落語家4代目林家染丸(76)の芸歴60周年と喜寿を祝うエッセイ集「上方落語 笑われてあと心地よき寄席囃子(ばやし)」(7月初旬発売)の出版と記念落語会「林家染丸一門会」(8月22日、天満天神繁昌亭)の取材会が25日、大阪市の上方落語協会会館で行われ、弟子の林家染二、うさぎ、花丸、染雀、菊丸、竹丸が出席した。
染丸は1966年に3代目林家染丸に入門。今年で芸歴60周年を迎え、10月の誕生日で喜寿となる。
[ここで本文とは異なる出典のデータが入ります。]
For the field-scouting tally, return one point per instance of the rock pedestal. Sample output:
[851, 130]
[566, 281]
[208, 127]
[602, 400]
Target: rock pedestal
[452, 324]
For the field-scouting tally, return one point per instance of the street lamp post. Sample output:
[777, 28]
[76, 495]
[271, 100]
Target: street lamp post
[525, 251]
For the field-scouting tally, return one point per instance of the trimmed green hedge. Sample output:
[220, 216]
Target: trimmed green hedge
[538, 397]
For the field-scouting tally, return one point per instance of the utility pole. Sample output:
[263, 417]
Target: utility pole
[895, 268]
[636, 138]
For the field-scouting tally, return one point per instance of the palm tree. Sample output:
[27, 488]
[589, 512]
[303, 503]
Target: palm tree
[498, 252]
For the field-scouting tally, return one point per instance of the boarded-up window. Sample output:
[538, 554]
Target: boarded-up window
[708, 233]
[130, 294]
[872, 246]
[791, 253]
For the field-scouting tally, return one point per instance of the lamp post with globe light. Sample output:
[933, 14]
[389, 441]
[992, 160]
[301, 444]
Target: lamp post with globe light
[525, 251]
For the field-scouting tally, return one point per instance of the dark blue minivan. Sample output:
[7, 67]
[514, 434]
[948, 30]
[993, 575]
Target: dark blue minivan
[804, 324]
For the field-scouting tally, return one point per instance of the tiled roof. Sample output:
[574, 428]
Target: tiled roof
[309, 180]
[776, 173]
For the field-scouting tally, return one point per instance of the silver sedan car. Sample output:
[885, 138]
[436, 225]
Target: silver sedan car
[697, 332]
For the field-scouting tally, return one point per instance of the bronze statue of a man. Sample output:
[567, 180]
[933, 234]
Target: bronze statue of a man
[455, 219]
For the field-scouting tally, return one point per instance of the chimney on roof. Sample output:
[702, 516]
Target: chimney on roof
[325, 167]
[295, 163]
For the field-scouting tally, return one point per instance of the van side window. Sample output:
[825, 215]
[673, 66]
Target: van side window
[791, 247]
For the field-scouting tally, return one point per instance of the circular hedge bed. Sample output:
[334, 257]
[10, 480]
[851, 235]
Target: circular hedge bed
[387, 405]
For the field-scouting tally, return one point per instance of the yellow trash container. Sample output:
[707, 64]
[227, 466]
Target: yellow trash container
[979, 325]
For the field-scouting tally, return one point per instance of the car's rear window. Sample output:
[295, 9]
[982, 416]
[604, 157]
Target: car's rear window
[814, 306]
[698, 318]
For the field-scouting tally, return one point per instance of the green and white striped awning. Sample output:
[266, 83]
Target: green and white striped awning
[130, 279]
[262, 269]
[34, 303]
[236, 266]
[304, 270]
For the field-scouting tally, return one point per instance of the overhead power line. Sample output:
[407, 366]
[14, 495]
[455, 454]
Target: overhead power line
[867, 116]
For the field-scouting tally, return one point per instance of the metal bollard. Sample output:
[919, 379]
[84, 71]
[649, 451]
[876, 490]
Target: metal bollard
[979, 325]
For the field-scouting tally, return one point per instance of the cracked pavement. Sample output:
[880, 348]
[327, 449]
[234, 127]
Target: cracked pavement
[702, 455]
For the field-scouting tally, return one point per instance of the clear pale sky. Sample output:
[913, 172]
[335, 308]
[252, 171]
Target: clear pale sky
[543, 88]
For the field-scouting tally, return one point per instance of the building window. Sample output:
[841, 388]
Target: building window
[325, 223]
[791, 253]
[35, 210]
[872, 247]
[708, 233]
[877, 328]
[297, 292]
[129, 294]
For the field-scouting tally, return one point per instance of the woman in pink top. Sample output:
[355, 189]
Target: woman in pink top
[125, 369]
落語家としてはもちろん、寄席囃子の研究でも多大な貢献を果たし、2012年には紫綬褒章を受章するも、3回の脳梗塞(こうそく)を経て現在も闘病中。この日も姿を見せることはできなかった。
そんな師匠のエッセー集や一門の芸、染丸語録などをまとめた記念本を後世に残そうと企画。コロナ禍で一度は立ち消えになったが、筆頭弟子の染二を中心に出版にこぎ着けた。染二は「13年来の思いが実現した」と感慨に浸った。
師匠も「ありがとう」と言ってくれたといい、現在の様子については「我々の言っていることは理解してくれている。施設にはおりますけれども元気でよう笑います」と説明。ただ、記念落語会への出演については「おそらく出演することはない」と話すにとどめた。